Em
Relato de um certo Oriente (Companhia das Letras, 1989, 2005), seu
belíssimo livro de estréia, Milton Hatoum anota fragmentos de um cenário e seus
atores que, miseráveis, formam um mundo diferente daquele encerrado no espaço
da casa onde se abrigam os seus personagens. Mundos separados por um abismo,
como o constata a narradora ao percorrer a cidade
proibida, porque habitada por homens bêbados e mulheres ladras ou
prostitutas e ao deter o seu olhar nas ruelas de Manaus, cujo traçado era uma geometria confusa, e o rio, sempre o rio, era o ponto de
referência, era a praça e a torre da igreja que ali inexistiam; nas
fachadas de madeira, pintadas com as cores espalhafatosas; nos enxames de crianças nuas e sujas, agachadas
sob um céu sinuoso de redes coloridas’; nas mulheres amamentando os filhos,
entre nuvens de moscas; na praia de
imundícies, de restos de miséria humana; nos homens que brigavam entre si, cicerones andrajosos, de cujos corpos
mutilados e rostos deformados com
suas vozes que buscavam imitar alguma
frase, talvez em inglês.
Mas
é a figura de Anastácia Socorro que assinala este outro abismo: o que separa,
no Brasil – numas regiões mais, noutras menos – os que possuem (fortuna),
daqueles que são donos somente de privações. Também o assinala, um dos narradores
– no romance, são múltiplas as vozes – que dela se ocupa: Hakim, um dos filhos
de Emilie matriarca ao redor da qual gravita o relato. Ele rememora, muitos
anos passados, o ato de caridade de sua mãe, o dia da oferenda, quando ela distribuía quitutes e guloseimas aos
que a esperavam, sob o sol escaldante do meio-dia, diante da porta de sua casa,
numa fila que se alongava e na qual não faltavam as crianças, nem os mendigos,
nem os doentes. Tampouco, esquece das relações entre sua mãe e a lavadeira.

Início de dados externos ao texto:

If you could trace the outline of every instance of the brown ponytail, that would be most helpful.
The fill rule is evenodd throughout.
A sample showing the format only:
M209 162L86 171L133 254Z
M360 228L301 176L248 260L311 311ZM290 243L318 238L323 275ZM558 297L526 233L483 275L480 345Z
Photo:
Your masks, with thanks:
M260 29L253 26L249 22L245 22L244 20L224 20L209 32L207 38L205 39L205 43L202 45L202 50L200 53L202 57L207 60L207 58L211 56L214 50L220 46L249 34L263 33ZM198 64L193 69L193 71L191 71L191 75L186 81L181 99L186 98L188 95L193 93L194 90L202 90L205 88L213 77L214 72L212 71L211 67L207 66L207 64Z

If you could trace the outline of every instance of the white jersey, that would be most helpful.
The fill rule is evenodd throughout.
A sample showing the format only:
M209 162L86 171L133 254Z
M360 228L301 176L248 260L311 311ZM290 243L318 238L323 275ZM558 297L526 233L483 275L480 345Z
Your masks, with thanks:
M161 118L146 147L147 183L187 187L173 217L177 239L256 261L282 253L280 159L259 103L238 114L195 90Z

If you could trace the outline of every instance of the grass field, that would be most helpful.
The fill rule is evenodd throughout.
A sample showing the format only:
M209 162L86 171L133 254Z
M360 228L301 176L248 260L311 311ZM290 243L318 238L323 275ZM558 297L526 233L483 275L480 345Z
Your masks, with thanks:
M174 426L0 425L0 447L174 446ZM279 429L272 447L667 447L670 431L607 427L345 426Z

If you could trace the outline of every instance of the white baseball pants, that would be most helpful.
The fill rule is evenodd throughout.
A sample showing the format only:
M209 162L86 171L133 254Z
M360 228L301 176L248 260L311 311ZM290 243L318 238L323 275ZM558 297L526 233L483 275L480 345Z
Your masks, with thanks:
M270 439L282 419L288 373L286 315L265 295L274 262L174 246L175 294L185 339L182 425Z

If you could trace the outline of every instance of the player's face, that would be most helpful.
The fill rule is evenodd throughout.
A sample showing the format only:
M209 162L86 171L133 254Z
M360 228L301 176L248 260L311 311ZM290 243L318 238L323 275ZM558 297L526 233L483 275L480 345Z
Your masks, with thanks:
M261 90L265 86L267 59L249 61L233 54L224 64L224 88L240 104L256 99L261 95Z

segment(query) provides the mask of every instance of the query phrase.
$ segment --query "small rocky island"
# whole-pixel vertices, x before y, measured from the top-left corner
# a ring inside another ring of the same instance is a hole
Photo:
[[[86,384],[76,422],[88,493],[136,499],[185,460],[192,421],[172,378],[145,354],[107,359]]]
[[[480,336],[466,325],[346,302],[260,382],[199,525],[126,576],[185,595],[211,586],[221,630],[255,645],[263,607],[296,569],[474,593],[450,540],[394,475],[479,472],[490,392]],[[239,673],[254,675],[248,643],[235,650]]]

Lúcido, tenta ver no gesto da mãe ao dar comida para os filhos de Anastácia
Socorro, uma atitude espontânea e
generosa, mas, desta, ele duvida e tem razões para tal: as lavadeiras e empregadas da casa não recebiam um tostão para trabalhar [...].
Como, aliás, é um procedimento
corriqueiro no norte, ele acrescenta. Sobretudo, que sua mãe resmungava: Anastácia comia como uma anta e abusava da
paciência dela nos fins de semana em que a lavadeira chegava acompanhada por um
séquito de afilhados e sobrinhos. Aos mais encorpados, com mais de seis
anos era dado um trabalho: limpar janelas e lustres e espelhos, alimentar os
animais, catar as folhas do pátio. Porém, a
humilhação os transtornava até quando
levavam a colher de latão à boca e se escondiam para comer uma comida
diferente daquela servida para a família.
Dessa
convivência que se estabelece sob o signo de privilégios e servidões, diz
Dorner, o alemão fotógrafo, para Hakim: -Aqui
reina uma forma estranha de escravidão. A humilhação e a ameaça são o açoite; a
comida e a integração ilusória à família do senhor são as correntes e golilhas.